Of course, one possibility that comes to mind is the alleged treason by Aaron Burr, when he allegedly tried to organize an insurrection in what was then the western US in order to create a new government there. However, because Burr was acquitted of the treason charge, his “insurrection” rarely receives the attention it deserves.
Lincoln, in his campaign for the presidency, raised the possibility that the then president, Buchanan, along with Chief Justice Taney, was involved in a plot to make slavery legitimate throughout the nation, that is, to make the US a slave nation. Certainly, this plot was an insurrection, insofar as it existed, even if not an armed insurrection in the stereotypical form of insurrections. While not advocating an armed invasion and take-over of the national government, it would have resulted in such a take-over on behalf of slavery and slave owners.

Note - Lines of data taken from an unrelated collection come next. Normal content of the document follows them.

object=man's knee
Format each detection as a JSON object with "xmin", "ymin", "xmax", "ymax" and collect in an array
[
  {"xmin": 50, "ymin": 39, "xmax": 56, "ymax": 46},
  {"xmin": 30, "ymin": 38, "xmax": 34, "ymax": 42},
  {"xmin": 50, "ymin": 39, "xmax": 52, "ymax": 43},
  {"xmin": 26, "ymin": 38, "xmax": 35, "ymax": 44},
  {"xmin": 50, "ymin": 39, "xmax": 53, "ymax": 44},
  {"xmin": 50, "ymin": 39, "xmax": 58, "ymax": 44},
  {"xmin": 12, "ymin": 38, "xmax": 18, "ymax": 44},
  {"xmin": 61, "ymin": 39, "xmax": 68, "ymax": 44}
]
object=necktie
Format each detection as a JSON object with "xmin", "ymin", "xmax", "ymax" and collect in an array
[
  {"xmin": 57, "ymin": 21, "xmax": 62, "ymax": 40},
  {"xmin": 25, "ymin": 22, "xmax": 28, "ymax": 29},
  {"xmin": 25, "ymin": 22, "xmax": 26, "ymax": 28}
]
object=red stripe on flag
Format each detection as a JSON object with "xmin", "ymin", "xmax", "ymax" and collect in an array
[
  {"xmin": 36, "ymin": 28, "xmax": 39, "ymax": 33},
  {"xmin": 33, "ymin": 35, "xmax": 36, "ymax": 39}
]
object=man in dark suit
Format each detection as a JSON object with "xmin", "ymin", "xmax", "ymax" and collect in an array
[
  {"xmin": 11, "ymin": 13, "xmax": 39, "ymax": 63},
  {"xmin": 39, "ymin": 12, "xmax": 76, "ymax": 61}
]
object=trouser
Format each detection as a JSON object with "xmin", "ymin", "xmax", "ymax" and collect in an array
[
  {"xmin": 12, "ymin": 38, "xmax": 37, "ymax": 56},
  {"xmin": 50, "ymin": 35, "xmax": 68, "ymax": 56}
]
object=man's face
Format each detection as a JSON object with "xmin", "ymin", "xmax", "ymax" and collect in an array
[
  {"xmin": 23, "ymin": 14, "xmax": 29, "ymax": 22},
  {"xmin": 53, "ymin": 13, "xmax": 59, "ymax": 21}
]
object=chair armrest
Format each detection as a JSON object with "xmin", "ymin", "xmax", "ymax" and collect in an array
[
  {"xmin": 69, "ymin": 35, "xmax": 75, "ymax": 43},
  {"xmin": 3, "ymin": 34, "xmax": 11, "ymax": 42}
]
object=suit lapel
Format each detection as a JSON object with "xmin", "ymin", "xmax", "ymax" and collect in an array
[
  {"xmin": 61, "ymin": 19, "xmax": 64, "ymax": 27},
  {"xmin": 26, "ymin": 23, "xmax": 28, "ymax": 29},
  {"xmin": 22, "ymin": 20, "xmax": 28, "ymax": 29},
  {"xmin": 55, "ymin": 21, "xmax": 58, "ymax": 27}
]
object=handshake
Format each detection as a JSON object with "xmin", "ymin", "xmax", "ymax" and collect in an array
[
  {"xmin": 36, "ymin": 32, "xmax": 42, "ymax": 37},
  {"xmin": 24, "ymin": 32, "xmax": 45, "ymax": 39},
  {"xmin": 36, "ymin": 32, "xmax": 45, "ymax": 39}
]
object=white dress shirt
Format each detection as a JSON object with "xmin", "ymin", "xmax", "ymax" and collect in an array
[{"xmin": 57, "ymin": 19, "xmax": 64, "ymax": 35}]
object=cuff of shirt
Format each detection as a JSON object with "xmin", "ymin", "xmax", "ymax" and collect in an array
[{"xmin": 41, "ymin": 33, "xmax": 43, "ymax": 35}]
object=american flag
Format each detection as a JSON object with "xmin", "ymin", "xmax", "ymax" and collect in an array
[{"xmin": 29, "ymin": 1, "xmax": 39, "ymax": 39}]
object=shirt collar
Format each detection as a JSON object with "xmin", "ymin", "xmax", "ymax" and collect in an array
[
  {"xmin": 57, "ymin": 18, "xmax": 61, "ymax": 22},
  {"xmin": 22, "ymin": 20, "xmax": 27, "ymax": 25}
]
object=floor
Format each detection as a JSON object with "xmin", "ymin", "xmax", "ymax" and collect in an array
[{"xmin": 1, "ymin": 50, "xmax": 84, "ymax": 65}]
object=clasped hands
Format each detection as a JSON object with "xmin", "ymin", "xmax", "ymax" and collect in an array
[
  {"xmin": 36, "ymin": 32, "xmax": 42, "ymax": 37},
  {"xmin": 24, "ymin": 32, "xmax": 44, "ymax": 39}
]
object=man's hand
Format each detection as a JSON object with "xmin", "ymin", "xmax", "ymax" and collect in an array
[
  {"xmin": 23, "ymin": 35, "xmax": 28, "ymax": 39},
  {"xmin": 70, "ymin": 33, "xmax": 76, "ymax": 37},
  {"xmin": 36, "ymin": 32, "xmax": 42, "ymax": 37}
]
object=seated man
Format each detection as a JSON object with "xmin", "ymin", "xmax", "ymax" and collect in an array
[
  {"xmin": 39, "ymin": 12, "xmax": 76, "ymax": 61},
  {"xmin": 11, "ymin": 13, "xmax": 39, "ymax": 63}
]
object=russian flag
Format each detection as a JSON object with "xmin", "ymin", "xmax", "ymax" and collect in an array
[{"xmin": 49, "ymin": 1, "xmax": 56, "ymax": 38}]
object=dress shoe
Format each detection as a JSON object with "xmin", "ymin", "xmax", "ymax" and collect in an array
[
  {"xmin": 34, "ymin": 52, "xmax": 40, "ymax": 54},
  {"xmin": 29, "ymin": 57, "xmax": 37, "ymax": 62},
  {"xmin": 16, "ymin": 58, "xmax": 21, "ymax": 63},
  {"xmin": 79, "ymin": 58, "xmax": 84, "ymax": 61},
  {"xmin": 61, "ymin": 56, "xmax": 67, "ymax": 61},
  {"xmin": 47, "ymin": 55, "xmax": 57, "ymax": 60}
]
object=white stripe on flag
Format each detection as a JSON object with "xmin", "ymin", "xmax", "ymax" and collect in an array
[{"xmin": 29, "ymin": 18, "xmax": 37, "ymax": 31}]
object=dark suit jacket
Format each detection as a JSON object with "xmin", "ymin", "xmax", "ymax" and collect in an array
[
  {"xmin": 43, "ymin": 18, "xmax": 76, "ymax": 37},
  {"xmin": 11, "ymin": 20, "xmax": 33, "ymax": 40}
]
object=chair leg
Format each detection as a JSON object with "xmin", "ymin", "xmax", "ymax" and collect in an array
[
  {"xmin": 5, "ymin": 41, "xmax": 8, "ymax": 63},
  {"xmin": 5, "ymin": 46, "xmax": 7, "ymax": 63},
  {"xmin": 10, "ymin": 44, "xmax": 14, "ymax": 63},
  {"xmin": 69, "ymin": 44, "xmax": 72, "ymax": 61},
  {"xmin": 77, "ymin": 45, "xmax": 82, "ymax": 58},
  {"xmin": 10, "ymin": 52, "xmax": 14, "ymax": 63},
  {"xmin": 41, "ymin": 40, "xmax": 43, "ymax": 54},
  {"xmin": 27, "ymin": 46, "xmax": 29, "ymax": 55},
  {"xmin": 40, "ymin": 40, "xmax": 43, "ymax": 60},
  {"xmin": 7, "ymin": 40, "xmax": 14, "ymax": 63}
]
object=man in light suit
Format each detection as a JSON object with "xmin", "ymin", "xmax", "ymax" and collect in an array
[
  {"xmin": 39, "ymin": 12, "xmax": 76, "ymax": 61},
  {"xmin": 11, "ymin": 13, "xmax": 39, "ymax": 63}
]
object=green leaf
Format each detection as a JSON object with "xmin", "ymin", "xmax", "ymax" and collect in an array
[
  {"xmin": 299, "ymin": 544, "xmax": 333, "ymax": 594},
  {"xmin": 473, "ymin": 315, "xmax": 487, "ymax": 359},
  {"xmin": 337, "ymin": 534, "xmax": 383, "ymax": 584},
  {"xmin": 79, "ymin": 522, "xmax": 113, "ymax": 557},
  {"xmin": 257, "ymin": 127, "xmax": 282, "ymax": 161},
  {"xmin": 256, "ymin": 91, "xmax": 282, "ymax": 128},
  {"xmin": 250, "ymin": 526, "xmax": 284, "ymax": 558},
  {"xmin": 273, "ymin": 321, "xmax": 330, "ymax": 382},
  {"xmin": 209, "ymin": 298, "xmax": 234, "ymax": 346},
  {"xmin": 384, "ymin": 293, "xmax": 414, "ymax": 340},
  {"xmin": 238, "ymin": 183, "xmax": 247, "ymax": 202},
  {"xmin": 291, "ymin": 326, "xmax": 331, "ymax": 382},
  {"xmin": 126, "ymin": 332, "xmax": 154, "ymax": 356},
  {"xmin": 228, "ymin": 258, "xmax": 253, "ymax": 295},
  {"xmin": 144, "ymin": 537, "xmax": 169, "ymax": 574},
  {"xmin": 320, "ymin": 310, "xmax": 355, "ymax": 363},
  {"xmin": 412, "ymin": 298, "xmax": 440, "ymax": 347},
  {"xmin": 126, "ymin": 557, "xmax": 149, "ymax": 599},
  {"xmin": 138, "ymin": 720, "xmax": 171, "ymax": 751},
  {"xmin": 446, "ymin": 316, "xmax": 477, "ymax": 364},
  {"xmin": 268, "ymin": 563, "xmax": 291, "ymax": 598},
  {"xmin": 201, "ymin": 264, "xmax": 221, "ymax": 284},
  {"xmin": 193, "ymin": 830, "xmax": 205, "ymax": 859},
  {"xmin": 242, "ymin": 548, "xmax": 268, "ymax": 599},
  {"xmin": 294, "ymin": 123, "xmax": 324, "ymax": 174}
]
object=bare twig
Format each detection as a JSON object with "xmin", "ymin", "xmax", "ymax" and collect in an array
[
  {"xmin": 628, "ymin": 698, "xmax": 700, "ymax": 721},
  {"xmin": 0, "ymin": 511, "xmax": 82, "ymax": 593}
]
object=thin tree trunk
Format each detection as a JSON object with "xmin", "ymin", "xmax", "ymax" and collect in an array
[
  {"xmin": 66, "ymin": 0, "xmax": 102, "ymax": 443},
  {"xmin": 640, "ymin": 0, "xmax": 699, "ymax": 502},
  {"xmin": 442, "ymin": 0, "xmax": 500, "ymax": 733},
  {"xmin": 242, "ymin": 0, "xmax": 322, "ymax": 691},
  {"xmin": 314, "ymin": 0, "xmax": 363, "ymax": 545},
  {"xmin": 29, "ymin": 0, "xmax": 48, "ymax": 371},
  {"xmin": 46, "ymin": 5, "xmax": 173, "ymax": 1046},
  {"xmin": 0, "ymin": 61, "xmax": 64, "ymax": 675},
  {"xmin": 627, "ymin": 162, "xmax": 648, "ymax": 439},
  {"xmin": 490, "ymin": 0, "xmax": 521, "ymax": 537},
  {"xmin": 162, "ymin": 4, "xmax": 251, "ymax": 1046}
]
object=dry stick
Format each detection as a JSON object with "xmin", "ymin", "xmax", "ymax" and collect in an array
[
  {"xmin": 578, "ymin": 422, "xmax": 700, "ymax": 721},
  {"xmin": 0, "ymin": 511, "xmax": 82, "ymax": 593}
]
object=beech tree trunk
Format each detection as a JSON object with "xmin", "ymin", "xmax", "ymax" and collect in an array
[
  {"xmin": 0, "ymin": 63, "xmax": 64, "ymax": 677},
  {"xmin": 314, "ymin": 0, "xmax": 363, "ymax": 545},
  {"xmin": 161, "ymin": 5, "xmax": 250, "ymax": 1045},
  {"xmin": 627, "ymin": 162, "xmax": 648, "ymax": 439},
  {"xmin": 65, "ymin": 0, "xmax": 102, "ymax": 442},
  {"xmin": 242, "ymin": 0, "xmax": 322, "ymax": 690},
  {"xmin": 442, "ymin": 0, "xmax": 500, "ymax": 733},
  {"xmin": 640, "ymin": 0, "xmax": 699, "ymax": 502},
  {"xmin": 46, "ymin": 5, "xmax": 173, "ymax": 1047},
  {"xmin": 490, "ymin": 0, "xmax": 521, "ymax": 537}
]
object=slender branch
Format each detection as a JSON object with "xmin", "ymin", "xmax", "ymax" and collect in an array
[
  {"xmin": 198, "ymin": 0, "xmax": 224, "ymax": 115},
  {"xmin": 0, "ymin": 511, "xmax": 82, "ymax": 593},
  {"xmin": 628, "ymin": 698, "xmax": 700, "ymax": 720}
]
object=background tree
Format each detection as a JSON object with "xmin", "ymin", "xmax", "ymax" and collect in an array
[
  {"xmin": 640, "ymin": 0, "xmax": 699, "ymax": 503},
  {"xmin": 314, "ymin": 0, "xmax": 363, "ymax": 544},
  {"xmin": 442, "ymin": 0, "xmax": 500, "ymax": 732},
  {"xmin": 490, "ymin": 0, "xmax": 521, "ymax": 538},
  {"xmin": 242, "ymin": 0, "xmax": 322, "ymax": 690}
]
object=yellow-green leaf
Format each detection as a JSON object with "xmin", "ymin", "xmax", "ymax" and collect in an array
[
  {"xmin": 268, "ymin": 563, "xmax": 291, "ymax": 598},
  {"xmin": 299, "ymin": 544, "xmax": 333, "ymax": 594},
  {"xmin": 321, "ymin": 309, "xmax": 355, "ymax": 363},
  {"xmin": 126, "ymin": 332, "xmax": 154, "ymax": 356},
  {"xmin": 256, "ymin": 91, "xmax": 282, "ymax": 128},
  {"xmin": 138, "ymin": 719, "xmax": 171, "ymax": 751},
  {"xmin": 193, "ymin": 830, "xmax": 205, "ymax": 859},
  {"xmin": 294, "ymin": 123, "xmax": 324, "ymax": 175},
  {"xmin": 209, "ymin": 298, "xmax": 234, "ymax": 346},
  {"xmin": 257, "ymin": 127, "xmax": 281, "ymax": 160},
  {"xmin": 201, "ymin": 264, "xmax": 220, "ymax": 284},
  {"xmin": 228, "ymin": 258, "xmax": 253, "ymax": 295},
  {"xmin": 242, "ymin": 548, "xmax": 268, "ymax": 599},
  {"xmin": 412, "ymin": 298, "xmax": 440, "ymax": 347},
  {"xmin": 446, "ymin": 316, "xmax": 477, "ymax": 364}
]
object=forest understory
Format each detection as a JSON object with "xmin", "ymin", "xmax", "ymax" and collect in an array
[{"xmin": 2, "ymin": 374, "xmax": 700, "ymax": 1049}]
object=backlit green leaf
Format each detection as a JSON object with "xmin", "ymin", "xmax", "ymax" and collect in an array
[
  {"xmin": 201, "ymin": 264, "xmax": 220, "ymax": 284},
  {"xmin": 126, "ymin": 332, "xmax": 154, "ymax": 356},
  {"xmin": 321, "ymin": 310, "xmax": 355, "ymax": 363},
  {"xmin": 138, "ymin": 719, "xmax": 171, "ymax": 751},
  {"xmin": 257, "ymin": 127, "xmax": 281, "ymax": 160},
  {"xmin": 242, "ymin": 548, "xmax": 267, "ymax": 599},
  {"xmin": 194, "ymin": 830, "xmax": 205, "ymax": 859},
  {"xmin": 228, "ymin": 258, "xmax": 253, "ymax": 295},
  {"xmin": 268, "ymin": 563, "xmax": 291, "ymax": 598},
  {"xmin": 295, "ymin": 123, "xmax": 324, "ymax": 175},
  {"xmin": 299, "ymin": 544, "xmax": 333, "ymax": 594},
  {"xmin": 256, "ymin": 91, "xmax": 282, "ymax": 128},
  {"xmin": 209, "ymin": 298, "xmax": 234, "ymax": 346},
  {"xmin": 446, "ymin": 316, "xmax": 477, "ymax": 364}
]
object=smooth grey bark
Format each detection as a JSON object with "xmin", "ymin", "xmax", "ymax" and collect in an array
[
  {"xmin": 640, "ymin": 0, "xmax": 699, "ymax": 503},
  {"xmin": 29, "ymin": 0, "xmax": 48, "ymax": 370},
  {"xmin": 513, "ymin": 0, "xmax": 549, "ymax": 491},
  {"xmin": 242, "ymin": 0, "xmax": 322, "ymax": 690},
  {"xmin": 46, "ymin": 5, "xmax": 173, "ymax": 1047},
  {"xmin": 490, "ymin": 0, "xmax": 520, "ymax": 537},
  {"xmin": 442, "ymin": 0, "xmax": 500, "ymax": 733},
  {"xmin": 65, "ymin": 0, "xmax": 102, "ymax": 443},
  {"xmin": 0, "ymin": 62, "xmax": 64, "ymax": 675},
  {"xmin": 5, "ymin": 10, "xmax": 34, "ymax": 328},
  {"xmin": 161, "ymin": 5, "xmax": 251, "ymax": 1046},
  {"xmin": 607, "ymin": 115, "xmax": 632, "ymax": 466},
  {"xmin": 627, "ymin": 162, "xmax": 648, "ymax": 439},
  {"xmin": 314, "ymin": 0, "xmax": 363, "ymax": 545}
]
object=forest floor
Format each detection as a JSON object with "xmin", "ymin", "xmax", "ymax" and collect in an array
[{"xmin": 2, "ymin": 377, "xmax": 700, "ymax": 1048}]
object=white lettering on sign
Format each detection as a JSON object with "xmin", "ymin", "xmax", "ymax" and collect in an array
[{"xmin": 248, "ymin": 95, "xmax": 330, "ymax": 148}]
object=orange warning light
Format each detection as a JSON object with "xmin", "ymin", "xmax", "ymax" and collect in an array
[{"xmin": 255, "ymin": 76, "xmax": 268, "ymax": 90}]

Were the Republicans who sought to stop the vote recounts in Florida guilty of inciting and engaging in an insurrection? Were the Republicans in 1876, including President Grant, guilty of engaging in an insurrection when they sought, successfully, to deny Tilden the presidency he had clearly won in that election? Grant has national troops at the ready to ensure that Hayes, “Rutherfraud” as he was called, won the presidency. Was Mayor Daley of Chicago guilty of engaging in an insurrection when he made it possible for JFK to win the presidency in 1960 by withholding electoral returns until he knew how many Chicago votes Kennedy would need to offset Nixon’s votes in the rest of Illinois? In fact, can’t any serious political protest be labeled an incitement to insurrection?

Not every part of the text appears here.